Immune Reconstitution in HIV-Infected Children following Antiretroviral Therapy
V. Haridas*, A. Chandrasekaran, S. Chavan, and S. Pahwa
North Shore-Long Island Jewish Res. Inst. Immunology Ctr., Manhasset, NY

Background: Immune reconstitution following antiretroviral therapy (ART) in human immunodeficiency virus (HIV)-infected patients may result from recovery of thymic function, peripheral redistribution, or decreased T-cell destruction. In the present study we have investigated thymic function by estimating the levels of T-cell receptor excision circles (TRECs). In addition to this, activation and naïve status of T cells were studied to investigate their role in immune reconstitution.
Methods: This study consists of 21 HIV-infected patients (age range 0.2 - 19.2 years, median 9 years) who are on antiretroviral treatment for >24 months. TRECs were estimated by TaqMan real-time multiplex PCR assay. Surface markers for naïve and activated phenotype were studied by multi-color flow cytometry. The correlation between different parameters was analyzed by Spearman Rank Correlation analysis.

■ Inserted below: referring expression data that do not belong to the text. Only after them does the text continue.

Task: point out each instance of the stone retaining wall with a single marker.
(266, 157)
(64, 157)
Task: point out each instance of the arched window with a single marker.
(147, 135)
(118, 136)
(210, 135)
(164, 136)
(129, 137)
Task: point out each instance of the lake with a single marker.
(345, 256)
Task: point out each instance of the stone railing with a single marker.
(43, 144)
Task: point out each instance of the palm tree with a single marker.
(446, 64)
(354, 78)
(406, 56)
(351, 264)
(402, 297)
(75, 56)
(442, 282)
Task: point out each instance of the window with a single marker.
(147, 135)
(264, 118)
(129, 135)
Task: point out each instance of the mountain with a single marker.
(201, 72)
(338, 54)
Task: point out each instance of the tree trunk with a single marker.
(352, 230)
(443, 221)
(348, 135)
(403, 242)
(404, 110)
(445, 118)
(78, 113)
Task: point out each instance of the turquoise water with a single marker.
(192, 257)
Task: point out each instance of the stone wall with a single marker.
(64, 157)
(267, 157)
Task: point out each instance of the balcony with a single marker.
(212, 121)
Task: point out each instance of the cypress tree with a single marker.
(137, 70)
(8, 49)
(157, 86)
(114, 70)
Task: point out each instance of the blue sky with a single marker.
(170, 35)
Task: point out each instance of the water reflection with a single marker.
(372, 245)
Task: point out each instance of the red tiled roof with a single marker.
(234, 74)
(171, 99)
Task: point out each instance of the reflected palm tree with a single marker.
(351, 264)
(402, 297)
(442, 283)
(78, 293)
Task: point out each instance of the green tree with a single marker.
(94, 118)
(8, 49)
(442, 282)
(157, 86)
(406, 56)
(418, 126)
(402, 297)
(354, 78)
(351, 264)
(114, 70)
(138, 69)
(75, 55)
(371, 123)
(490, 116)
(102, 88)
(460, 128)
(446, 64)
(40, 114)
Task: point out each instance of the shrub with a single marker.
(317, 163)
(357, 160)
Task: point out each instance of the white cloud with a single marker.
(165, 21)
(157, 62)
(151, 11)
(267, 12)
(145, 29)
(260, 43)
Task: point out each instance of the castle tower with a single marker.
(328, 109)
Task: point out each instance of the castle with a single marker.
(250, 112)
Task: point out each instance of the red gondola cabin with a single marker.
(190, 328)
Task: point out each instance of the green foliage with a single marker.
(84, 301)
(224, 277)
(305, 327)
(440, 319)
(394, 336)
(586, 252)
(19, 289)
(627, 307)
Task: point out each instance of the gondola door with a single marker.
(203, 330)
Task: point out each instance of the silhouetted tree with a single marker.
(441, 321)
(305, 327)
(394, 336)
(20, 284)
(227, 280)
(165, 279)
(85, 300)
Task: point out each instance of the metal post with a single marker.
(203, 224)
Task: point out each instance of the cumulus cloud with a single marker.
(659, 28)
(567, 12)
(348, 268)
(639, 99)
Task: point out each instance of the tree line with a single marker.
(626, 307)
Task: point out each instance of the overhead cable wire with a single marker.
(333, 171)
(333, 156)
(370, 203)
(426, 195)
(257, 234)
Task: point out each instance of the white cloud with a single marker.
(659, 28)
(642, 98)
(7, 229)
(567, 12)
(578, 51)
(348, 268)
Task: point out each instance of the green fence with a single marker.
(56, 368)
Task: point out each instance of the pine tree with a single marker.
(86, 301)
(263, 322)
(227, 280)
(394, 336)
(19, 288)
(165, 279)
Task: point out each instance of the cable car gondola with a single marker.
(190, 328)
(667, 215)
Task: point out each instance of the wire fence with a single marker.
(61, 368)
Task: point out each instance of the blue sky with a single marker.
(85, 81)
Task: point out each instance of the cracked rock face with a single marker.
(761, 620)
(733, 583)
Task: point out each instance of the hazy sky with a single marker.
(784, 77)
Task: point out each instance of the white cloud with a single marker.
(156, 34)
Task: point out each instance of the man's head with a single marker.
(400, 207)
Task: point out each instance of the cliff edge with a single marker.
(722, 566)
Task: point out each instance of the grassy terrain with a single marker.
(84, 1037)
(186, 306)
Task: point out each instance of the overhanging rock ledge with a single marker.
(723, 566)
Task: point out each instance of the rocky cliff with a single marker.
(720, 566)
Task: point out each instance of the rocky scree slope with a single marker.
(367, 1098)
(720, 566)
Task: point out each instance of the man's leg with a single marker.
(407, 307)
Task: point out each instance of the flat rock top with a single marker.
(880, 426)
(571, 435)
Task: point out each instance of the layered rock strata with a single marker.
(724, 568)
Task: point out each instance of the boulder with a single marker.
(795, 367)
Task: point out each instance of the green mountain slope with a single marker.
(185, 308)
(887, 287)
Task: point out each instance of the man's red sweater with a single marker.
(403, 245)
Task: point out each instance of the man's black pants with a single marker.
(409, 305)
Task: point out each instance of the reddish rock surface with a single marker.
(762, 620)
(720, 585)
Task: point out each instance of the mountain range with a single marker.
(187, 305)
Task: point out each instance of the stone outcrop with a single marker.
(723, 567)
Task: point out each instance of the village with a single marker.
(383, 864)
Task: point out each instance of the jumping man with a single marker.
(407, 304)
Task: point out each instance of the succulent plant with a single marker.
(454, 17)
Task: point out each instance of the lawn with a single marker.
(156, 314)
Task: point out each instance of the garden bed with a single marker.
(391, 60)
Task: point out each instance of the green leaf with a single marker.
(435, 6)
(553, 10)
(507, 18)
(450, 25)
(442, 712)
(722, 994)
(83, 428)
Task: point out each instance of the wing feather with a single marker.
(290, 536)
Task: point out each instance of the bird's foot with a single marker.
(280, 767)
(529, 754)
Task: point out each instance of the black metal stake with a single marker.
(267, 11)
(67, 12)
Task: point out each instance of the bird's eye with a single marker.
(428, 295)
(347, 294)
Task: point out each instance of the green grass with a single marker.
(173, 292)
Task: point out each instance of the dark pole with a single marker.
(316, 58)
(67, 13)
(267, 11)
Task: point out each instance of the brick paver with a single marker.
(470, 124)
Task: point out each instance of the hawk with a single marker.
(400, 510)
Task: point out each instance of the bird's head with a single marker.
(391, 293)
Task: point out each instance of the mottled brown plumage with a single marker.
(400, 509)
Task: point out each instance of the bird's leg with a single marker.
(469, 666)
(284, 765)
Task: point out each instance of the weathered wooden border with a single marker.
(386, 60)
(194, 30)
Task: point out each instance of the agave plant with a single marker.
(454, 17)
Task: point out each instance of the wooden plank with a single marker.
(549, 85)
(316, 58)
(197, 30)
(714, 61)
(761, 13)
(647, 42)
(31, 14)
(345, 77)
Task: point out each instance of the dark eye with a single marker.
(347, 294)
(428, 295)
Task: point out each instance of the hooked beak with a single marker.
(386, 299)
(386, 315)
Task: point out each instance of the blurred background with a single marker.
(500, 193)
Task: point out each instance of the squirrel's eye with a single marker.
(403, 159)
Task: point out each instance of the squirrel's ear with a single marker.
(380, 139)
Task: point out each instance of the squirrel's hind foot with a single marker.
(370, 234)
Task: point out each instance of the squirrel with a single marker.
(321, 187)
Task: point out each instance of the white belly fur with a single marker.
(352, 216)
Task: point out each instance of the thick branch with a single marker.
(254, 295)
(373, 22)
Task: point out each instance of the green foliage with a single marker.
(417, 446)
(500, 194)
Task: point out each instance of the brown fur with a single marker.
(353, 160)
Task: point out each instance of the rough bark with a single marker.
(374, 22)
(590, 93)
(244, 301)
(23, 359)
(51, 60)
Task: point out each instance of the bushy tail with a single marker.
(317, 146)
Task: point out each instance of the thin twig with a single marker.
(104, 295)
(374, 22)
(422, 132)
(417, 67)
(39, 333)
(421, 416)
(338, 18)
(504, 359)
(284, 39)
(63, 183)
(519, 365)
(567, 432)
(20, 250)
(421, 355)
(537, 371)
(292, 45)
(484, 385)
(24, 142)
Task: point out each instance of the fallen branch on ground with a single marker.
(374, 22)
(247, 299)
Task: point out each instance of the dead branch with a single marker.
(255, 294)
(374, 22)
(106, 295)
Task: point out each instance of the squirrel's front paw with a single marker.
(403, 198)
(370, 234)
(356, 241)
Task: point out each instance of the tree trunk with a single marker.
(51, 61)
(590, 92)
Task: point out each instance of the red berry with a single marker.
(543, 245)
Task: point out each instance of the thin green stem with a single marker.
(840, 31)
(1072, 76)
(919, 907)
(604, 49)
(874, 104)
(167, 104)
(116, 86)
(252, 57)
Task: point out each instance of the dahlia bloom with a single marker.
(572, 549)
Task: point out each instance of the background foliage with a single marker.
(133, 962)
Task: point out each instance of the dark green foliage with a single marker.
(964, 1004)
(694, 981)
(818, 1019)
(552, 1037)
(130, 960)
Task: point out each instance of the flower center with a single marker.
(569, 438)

Results: In this study we found that there was a significant positive correlation between TREC levels and absolute CD4 numbers (r= 0.7, p<0.001), and the CD4/CD8 ratio (r=0.42, p=0.03). These parameters showed a negative correlation with viral load [CD4 abs (r= -0.56, p=0.02), CD4/CD8 ratio (r= -0.7, p<0.001)]. The level of T cell apoptosis marker CD95 and the level of memory CD4 population negatively correlated with TREC (r= -0.42, p=0.04 and r= -0.55, p=0.004 respectively) while CD4+CD45RA+62L+ levels positively correlated with TREC levels (r= 0.55, p=0.004). Plasma virus load negatively correlated with %CD8+CD28+ (r= -0.77, p<0.001) and positively correlated with %CD8+CD38+HLA-DR+ (r= 0.8, p<0.001).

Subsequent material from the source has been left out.